Due in part to the rise of solutions such as the cloud and unified communications, technology is now far more central to continued business success than ever before. As a result, enterprise businesses can no longer afford to let their IT investments merely provide the background layer necessary to power daily tasks. Instead, a company has to better align its IT strategies with business goals to ensure that the organization is best primed for growth in an increasingly connected and wired world.
“How technology will support growth and results is a fundamental question. It is no longer sufficient to tend the IT ‘garden’ and declare success,” wrote Gartner analysts Mark McDonald and Dave Aron. “Digital technologies provide a platform to achieve results, but only if CIOs adopt new roles and behaviors to hunt for digital value. CIOs require a new agenda for digital business and beyond – an agenda that secures IT’s future strategic role, funding and skills.”
However, the research firm’s 2013 CIO Agenda, which spoke with more than 2,000 IT decision-makers from some of the world’s top enterprises, found that most companies are neglecting this new paradigm. Gartner found that although the survey participants are responsible for an estimated $230 billion in combined IT spending, only 43 percent indicated that the technology in place is being used to its full potential.
How to address the business-IT disconnect
The survey found that one of the major reasons for this disconnect is a lack of communication and direction between business decision-makers and tech support staff members. On average, organizations thought that executives need to more accurately dictate market and customer needs to IT staff, and IT does not have enough support from other business units. However, most of the IT professionals polled thought that they could provide significant business value to their company.
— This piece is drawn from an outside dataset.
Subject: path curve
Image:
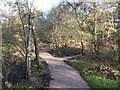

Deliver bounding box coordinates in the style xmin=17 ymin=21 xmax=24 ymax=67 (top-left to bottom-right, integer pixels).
xmin=40 ymin=51 xmax=90 ymax=89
“IT, after all, exists to support the business,” Nimsoft CEO Chris O’Malley wrote in a Computerworld guest blog post. “So it’s important that IT investments and efforts align closely with the key objectives of the business. And IT can, of course, do a better job of aligning itself with the business than it already does.” He added, “It does, however, take two to tango. So while IT continues to try to better align itself with the business, it might also make sense for the business to participate more aggressively in achieving that alignment.”
In order to overcome these obstacles and achieve the highest return on investment from IT procurements, enterprise firms may want to consider leveraging a managed services provider. With expertise and guidance on their side, companies can feel more confident using the new technology and know that the solutions in place are best suited for furthering total business growth.